Страница 7 из 14
Резко сбросил капюшон со своей головы и сын казненного князя. Это был молодой человек с тонкими, выразительными чертами лица, искаженного пережитым ужасом. Он был дьявольски красив. Его черные глаза бессмысленно и потерянно метались, а повышенная нервная возбужденность словно застыла ужасной обезображивающей гримасой. Губы его тонкие, сместившись одна относительно другой – ставшие безвольными, синими, точно им было холодно, – мелко тряслись. Вздрагивал нерв на щеке, под левым ухом, и шевелилось все красное ухо. Глаза в узких прорезях век будто плакали, наполнялись слезами, и тут же в них возникала мгновенная и летучая ярость. Он был слаб и мог быть не слабым. В нем все управлялось не единой силой воли владеющего собой человека, а внезапной стихией сразу многих чувств, свобода которых в подобных случаях никем и никогда особо не ограничивается.
– Пойдем… как следует, выпьем, – произнес он глухо, безотчетно повторяя слова Тан-Уйгу, и согласно тряхнул длинноволосой головой.
Они вошли под бамбуковый навес, где на циновках рассаживались другие посетители, вяло обсуждающие казнь степного князя, огляделись в поисках укромного места.
– Да разве он тюрк, этот жалкий старик, – громко рассуждали о князе, – ты тюрков не видел!

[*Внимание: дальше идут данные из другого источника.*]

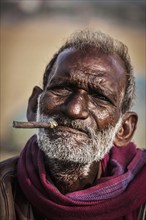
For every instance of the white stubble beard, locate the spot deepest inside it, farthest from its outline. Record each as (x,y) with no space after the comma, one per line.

– Не видел? Вон, оглянись, они на каждом шагу! – И спорщик, не испытывая неловкости или смущения, вызывающе ткнул пальцем в сторону Ючженя и Тан-Уйгу.
Подобное отношение к себе в чуждой среде встречает любой инородец, Тан-Уйгу давно к этому привык, его сознание давно уже не реагировало на подобные выпады, не заострялось негодованием или ответным презрением. А княжич вдруг замер, как-то взъерошился, и в таком состоянии мог совершить необдуманный поступок. Тан-Уйгу взял его плотно под локоть, движением головы указал на дальний угол с пустующей циновкой и маленьким столиком.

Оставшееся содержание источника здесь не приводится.